The last Council member to leave was the marquis de Chateauneuf, Keeper of the Seals. Carrying with him the finely wrought casket containing the kingdom’s seals which he never let out of his sight, he bade farewell to Richelieu with a respectful nod of the head.
A footman shut the doors behind him.
Agnes de Vaudreuil returned from her morning ride in the outskirts of Paris at around ten o’clock.
Travelling along rue du Chasse-Midi at a fast trot, she barely slowed when she reached the Croix-Rouge crossroads, despite the fact that it was very busy at this hour. The young baronne expected people to make way for her and make way they did, som
etimes grumbling and more often railing after her. She followed rue des Saints-Peres as far as rue Saint-Dominique and — now in the heart of the faubourg Saint-Germain, a few streets away from the magnificent abbey which gave it its name — she turned into the very narrow rue Saint-Guillaume. Here she was finally forced to slow her horse to a walk to avoid bowling over some innocent passerby, street hawker, trader at his stall, goodwife haggling over the price of a chicken, or miserable beggar shaking his bowl.
People watched as she came to a halt before the Hotel de I’Epervier. She had a wild, austere beauty that was striking to behold, with a slender figure, a proud bearing, a pale complexion, green eyes, full dark lips and long black hair whose heavy curls inevitably escaped from her braid. But the observers were even more surprised by her thigh boots, black breeches, and the red leather corset she wore over a white shirt. It was a daring outfit, to say the least. And not content with publicly displaying herself in this manner, without even covering her head, she also wore a sword and rode her horse like a man. It was scandalous . . .
Indifferent to the discreet commotion she was causing, Agnes swung down from her horse and into the noxious mud that covered the streets of Paris. She would have liked to spare her boots this indignity, but that meant ringing the bell and waiting for someone to come open up one of the great studded doors of the carriage gate. She preferred to push open the smaller, inset pedestrian door that was only locked at night and, leading her horse by the bridle, entered the paved courtyard where the iron-clad hooves clattered and echoed like musket shots.
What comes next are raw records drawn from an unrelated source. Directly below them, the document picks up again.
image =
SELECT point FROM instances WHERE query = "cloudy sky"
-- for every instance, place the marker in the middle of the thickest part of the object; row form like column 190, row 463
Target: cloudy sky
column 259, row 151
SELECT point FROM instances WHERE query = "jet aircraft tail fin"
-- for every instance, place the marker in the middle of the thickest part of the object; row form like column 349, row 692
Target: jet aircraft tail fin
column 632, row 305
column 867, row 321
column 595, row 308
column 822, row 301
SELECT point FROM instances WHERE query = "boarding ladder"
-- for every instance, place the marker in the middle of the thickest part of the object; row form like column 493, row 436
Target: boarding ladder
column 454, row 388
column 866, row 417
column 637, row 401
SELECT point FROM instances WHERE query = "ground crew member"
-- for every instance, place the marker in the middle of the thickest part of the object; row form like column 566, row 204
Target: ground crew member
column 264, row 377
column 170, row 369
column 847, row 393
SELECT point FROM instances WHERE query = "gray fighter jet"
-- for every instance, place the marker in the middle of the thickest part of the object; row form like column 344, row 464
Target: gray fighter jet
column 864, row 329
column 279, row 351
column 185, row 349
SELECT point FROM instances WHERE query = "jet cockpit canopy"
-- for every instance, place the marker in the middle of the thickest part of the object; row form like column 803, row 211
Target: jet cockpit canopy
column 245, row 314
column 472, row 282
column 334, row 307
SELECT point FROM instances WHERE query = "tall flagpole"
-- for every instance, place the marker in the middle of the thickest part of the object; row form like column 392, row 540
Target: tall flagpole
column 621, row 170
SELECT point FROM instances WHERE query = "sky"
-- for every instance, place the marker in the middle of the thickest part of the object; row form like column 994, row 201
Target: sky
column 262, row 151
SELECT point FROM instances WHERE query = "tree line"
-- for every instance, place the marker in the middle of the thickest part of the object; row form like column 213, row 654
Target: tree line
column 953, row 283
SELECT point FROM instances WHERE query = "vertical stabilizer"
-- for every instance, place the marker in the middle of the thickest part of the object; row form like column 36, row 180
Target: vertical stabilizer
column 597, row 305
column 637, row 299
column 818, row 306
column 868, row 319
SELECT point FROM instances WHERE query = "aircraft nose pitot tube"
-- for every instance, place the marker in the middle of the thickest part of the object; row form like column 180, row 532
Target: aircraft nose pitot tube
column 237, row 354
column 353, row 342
Coming from the stable, Andre hurried to greet the baronne de Vaudreuil, respectfully taking the reins from her hands.
‘You should have rung the bell, madame,’ said the stableman. ‘I would have opened for you.’
There was a touch of both reproach and regret in his voice.
A very dark-haired man who was going prematurely bald on the top of his head, although sporting a tremendous moustache on his upper lip, he had the frustrated look of someone who was prevented from doing the right thing but had decided to bear with this in silence.